Consistent with our previous rulings, and the holding in National Hand Tool, and based on the totality of the circumstances we find that when imported heads and grips, and U.S.-made shafts are used to make finished golf clubs, the U.S. operations will result in a substantial transformation of the foreign heads. Pursuant to 19 C.F.R. § 134.35(a), when foreign components processed in the United States into golf clubs undergo a substantial transformation, the U.S. manufacturer is considered to be the “ultimate purchaser,” and the finished article is excepted from marking. Therefore, for golf clubs made with U.S.-made shafts, only the outermost containers of the imported foreign components need be marked with the country of origin.

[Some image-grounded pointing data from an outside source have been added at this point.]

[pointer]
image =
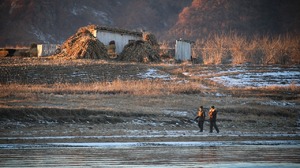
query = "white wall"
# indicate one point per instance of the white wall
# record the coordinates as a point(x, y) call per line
point(120, 39)
point(183, 50)
point(46, 49)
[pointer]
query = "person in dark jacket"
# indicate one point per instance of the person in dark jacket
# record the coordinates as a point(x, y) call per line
point(201, 118)
point(212, 119)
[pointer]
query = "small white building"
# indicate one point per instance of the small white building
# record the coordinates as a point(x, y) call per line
point(119, 36)
point(183, 50)
point(46, 49)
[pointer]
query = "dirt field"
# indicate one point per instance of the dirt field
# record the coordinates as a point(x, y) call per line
point(245, 113)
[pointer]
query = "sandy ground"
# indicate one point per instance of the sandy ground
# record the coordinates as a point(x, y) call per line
point(57, 118)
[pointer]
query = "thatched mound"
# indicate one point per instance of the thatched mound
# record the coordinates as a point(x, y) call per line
point(151, 39)
point(139, 51)
point(83, 45)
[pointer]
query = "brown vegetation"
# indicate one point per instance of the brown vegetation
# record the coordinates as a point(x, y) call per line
point(236, 49)
point(83, 45)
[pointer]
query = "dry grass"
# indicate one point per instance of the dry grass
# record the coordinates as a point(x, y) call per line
point(238, 49)
point(134, 87)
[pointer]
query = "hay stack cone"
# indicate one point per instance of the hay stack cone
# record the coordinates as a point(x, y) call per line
point(83, 45)
point(139, 51)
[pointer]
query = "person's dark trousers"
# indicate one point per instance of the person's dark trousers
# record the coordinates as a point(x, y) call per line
point(200, 124)
point(213, 124)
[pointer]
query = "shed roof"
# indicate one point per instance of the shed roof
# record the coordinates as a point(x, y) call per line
point(117, 30)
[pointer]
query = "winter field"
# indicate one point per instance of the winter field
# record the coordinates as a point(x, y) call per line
point(110, 114)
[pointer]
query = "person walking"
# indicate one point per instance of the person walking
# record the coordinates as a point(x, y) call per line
point(212, 119)
point(201, 118)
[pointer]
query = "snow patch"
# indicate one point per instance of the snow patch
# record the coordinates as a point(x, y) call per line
point(154, 74)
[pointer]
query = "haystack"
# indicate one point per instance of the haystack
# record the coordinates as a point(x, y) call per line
point(83, 45)
point(139, 51)
point(151, 39)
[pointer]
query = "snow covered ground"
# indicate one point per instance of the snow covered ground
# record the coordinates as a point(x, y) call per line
point(240, 76)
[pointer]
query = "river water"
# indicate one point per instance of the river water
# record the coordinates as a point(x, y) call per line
point(153, 154)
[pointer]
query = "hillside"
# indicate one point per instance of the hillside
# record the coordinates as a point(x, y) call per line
point(247, 17)
point(40, 21)
point(24, 22)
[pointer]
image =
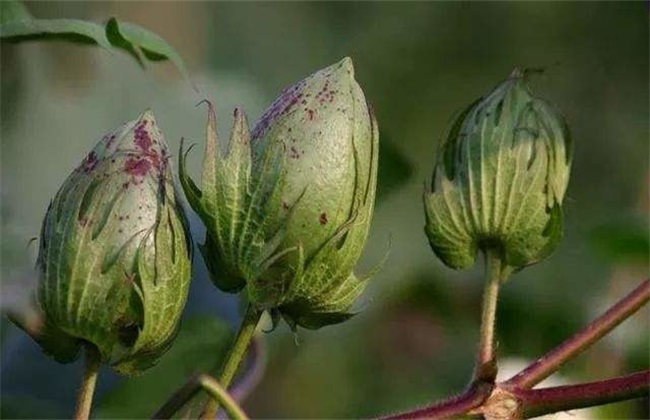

In this case, when shafts made in Country A or Country B and heads made in Country A are used to produce finished golf clubs in the United States, the U.S. processing will not result in a substantial transformation of the imported components regardless of the origin of the grip. Therefore, these clubs must be marked to indicate the origin of the major components. For example, “Head made in Country A, Shaft made in Country B.” CBP would not object to marking the finished golf clubs, “Head made in Country A, Shaft made in Country B, Assembled in the United States.” See HRL 562901, and HRL 560527, dated September 12, 1997.

You ask whether CBP would accept a marking that merely indicates the finished golf club contains imported components or that states more than one possible country for each component such as “Made From Imported Components,” or “Shafts made in Country A, Country B, or the United States; Heads Made in Country A.”

CBP has previously disallowed country of markings that indicate alternative possible countries since such markings do not indicate clearly the actual country of origin as required by 19 U.S.C. 1304. See HRL 560776, dated May 4, 1999 (use of a marking listing multiple possible countries of origin on blister cards for home electronics accessories not acceptable for country of origin marking). Consequently, the proposed country markings—which indicate components are foreign or that the shafts are made in Country A, Country B, or the United States—are unacceptable because they do not clearly identify the country of origin of the finished good.


Based on the information provided, when imported heads and grips, and U.S.-made shafts are used to make finished golf clubs, the U.S. operations will result in a substantial transformation of the foreign heads and grips. Therefore, the imported heads and grips will be excepted from the country of origin marking requirements of 19 U.S.C. § 1304, and no country of origin marking is necessary on the finished golf club to be sold in the United States. However, the outermost container in which the imported golf club heads and grips are imported must be marked with the respective country of origin. When the golf club heads, shafts and grips are imported, the U.S. operations will not result in a substantial transformation of the foreign components, and the country of origin of these components must be indicated on the finished golf club or its container.

A copy of this ruling letter should be attached to the entry documents filed at the time the goods are entered. If the documents have been filed without a copy, this ruling should be brought to the attention of the CBP officer handling the transaction.